Officials from Bell, Cudahy, Huntington Park, Lynwood, Maywood and South Gate contend that more of their residents would be able to find work if the cities were given direct control over annual subsidies from the federal Job Training Partnership Act.
At present, a county industry council receives about $30 million annually in federal training money, of which about $3.1 million is spent on programs that benefit the six cities. But with nearly 10,000 jobless residents living in the 20-square-mile region, city officials complain that the county does not give them any say over the kind of training provided or the organizations chosen to provide it.
‘Regional Approach’
“We feel that the county takes a regional approach to job training, which they should,” said Maynard Law, Cudahy’s assistant city manager, “but we feel we’re able to better serve our local population by setting it up ourselves.”
In July, the six cities asked the governor’s office to let them start a separate employment training service just as cities in eight other parts of the county have done in recent years.
But county officials oppose the application, arguing that the move would weaken the existing job training network.
“There needs to be some place in the system where a strategic view is taken of how things fit together,” said Dr.
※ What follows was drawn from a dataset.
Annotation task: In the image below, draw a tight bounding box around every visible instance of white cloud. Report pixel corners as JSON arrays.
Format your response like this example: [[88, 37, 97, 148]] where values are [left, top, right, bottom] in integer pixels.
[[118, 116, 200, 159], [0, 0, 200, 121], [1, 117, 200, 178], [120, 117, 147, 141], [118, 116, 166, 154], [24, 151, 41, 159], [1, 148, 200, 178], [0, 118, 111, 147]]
Dan Flaming, executive director of the Los Angeles County Private Industry Council.
Flaming acknowledged that the six cities may have been “under-served” in the past, but said the county is now willing to classify them as “prime agents,” which would give them more control over job training decisions.
The county job-training system works like this: The county keeps a list of about 500 nonprofit organizations that offer training to economically disadvantaged residents. The organizations in turn get private companies to help train and eventually employ clients, Flaming said. Once someone is placed with a firm, the county uses the federal money to pay half that person’s salary until the training is complete.
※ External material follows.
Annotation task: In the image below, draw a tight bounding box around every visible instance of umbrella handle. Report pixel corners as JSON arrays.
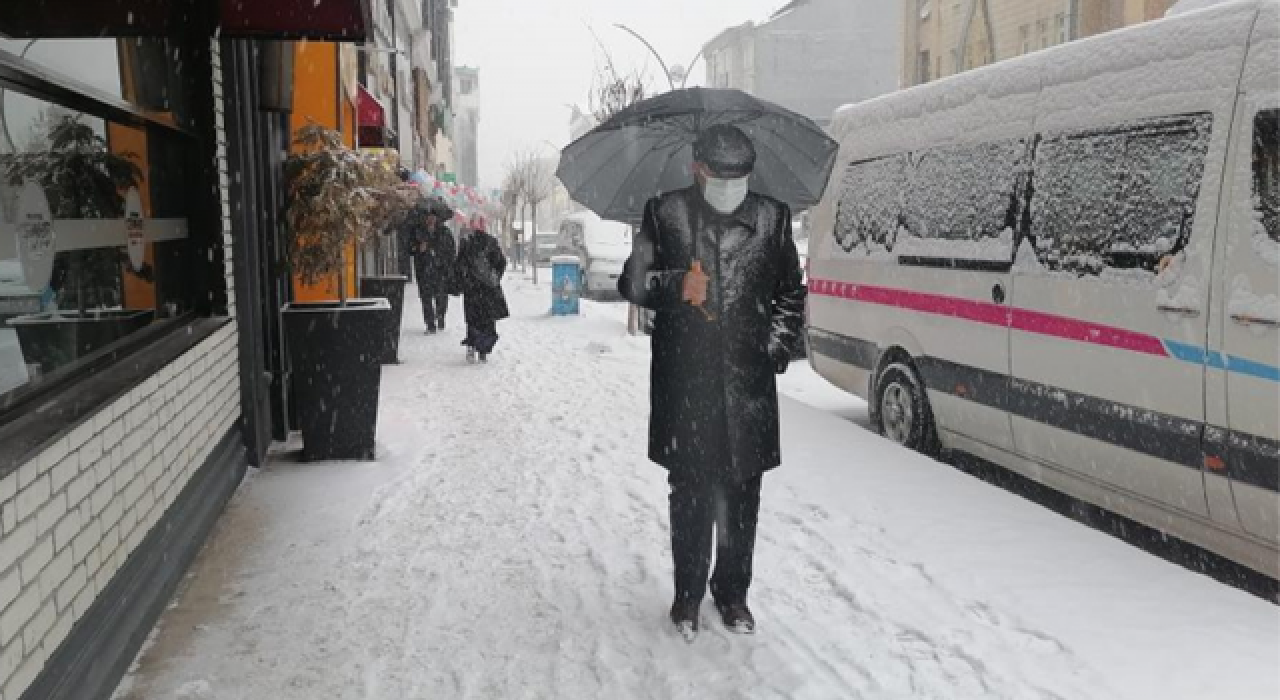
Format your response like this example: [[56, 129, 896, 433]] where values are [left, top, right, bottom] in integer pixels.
[[690, 260, 715, 321]]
In their application, city officials said the cities had an average June unemployment rate of 9%. That contrasts with a statewide rate of 5.4% and a countywide rate of 5.7%.
“Just in our one city alone,” said Lynwood City Councilman Robert Henning, “we have close to 12,000 people on welfare. That’s a large amount of people, considering our population is 50,000.”
“We’re closer to this situation, we know our people better,” said Bell Chief Administrative Officer Byron Woosley. “It’s a home rule issue basically, we feel we can do a better job.”
Flaming says the cities would have as much independence, however, if they remained in the county system as a “prime agent.”
The cities would also have access to some valuable county resources, among them a specialized computer system that they would need for the program and that would be very expensive for them to purchase on their own. And the cities would be able to use a data bank that lists more than 300,000 employers.
“For each one of these communities we have a very rich data base on what’s going on in their community,” Flaming said.
However, some city officials view the prime agency system as unreliable. No one from the cities sits on the county industry council, said Cudahy City Manager Gerald Caton. And council officials have made no formal contact with any city’s chamber of commerce.
Caton said the county also has failed to do enough with the cities’ share of job-training money.
The county generally receives enough money to help from 3% to 5% of an area’s economically disadvantaged residents, Caton said. That means the county should have helped between 2,100 and 3,500 people from the region last year. However, Caton said only 1,274 people actually received training.
“I think it’s accurate that . . . all the six cities were under-served,” Flaming said.
Right now about 14% of the $3.1 million that the cities are entitled to under to the federal program goes to the county for administrative costs. If the cities were designated as “prime agents,” the county would still receive about 6% of that.
But if allowed to manage their own system, the cities would keep all of the administrative funds--about $460,000.
The governor’s office is expected to make a decision on the cities’ request around the first of next year.